Computer vision with OpenCV

We will apply advanced computer vision techniques to identify lane lines. Camera calibration, undistortion, color threshold, perspective transformation, lane detection and image annotation.

When we drive, we use our eyes to decide where to go. The lines on the road that show us where the lanes are, will act as our constant reference for where to steer the vehicle. Naturally, one of the first things we would like to do in developing a self-driving car is to automatically detect lane lines using an algorithm.

In this project you will detect lane lines in images using Python and OpenCV.


Advanced Lane Finding Project

The goals/ steps of this project are the following:

  • Compute the camera calibration matrix and distortion coefficients given a set of chessboard images.
  • Apply a distortion correction to raw images.
  • Use color transforms, gradients, etc., to create a thresholded binary image.
  • Apply a perspective transform to rectify binary image ("birds-eye view").
  • Detect lane pixels and fit to find the lane boundary.
  • Determine the curvature of the lane and vehicle position with respect to the center.
  • Warp the detected lane boundaries back onto the original image.
  • Output visual display of the lane boundaries and numerical estimation of lane curvature and vehicle position.

Dependencies

  • Python 3.10
  • Numpy
  • OpenCV-Python
  • Moviepy
  • Pygame

Code Files & Functionality

1. Files:

  • camera_calibration.py is the script used to analyze the set of chessboard images, and save the camera calibration coefficients (mtx,dist). That is the first step in the project.
  • perspective_transform.py is the script used to choose the appropriate perspective transformation matrices (M, Minv) to convert images to bird's-eye view. That is the second step in the project.
  • load_parameters.py contains the functions used to load camera coefficients (mtx, dist) and perspective matrices (M, Minv).
  • warp_transformer.py contains the functions used to color transform, warp and create the binary images.
  • line.py defines a class to keep track of lane line detection. This information helps the main pipeline code to decide if the current image frame is good or bad.
  • main.py contains the script used to run the video pipeline and create the final annotated video.

2. Functional codes:

2.1 Camera calibration:

Open the camera_calibration.py and set the proper output directory (code lines 8-17).

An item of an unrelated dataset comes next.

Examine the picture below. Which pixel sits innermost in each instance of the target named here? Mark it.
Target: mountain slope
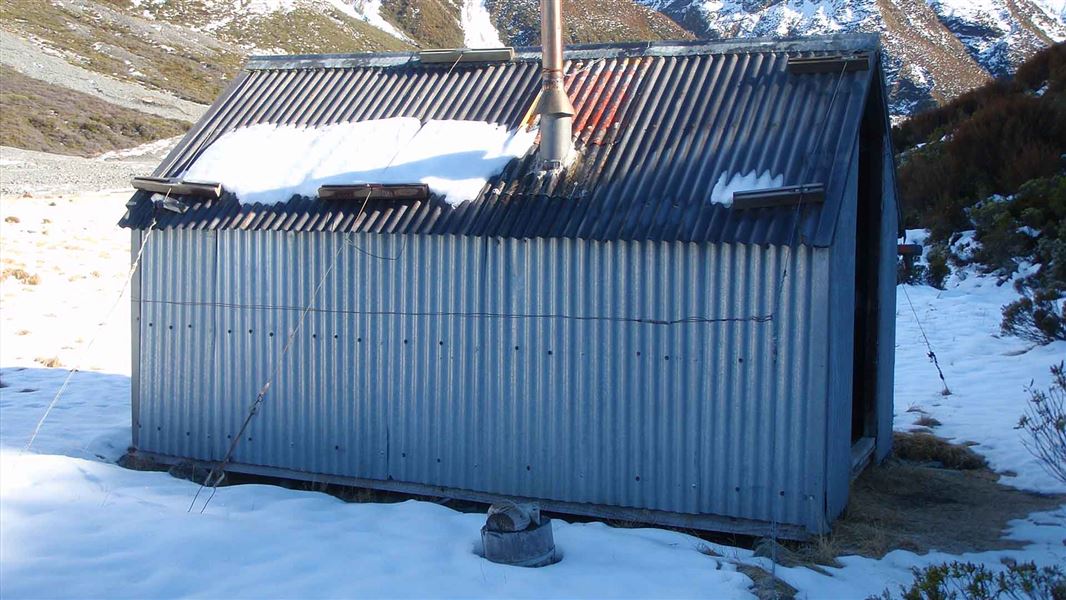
(937, 49)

Default configuration will:

  • Read calibration images from: camera_cal
  • Save results to: output/camera_cal

Execute the script as follow:

python camera_calibration.py

2.2 Perspective Transform Matrices:

Open the load_parameters.py and set the proper income directories (code lines 5-11).

Default configuration will:

  • Read camera coefficients from: output/camera_cal

Open the perspective_transform.py and set the proper output directory (code lines 9-19).

Default configuration will:

  • Save warped straight road image for check to: output/bird_eye_test
  • Save results perspective matrices to: output/camera_cal

Execute the script as follow:

python perspective_transform.py

Modify the trapezoid ratios (code lines 26-29) until you are happy with the output bird's-eye image

2.3 Video Pipeline:

Open the load_parameters.py and set the proper income directories (code lines 5-11).

Default configuration will:

  • Read camera coefficients and perspective matrices from: output/camera_cal

Open the main.py and set the proper output directory, video and images source (code lines 284-312).

Default configuration will:

  • Ask you whether you want to process on an image or a video
  • If you choose video , it will read video source from parent directory and ask you whether you want to record the ouput or not
  • If you choose image , it will read image source from parent directory.

Execute the script as follow:

python main.py

Camera Calibration

1. How camera matrix and distortion coefficients are computed:

The code for this step is contained in camera_calibration.py.

I start by preparing "object points", which will be the (x, y, z) coordinates of the chessboard corners in the world. Here I am assuming the chessboard is fixed on the (x, y) plane at z=0, such that the object points are the same for each calibration image. Thus, objp is just a replicated array of coordinates, and objpoints will be appended with a copy of it every time I successfully detect all chessboard corners in a test image. imgpoints will be appended with the (x, y) pixel position of each of the corners in the image plane with each successful chessboard detection.

I then used the output objpoints and imgpoints to compute the camera calibration and distortion coefficients using the cv2.calibrateCamera() function. I applied this distortion correction to the test image using the cv2.undistort() function and obtained this result:

Chessboard:

1-camera_cal

Road test images - Original:

2-camera_cal_road_original

Road test images - Undistorted:

3-camera_cal_road_undistorted


Bird's-Eye View Transformation

1. How bird's-eye view is optimized and computed:

The code for this step is contained in perspective_transform.py.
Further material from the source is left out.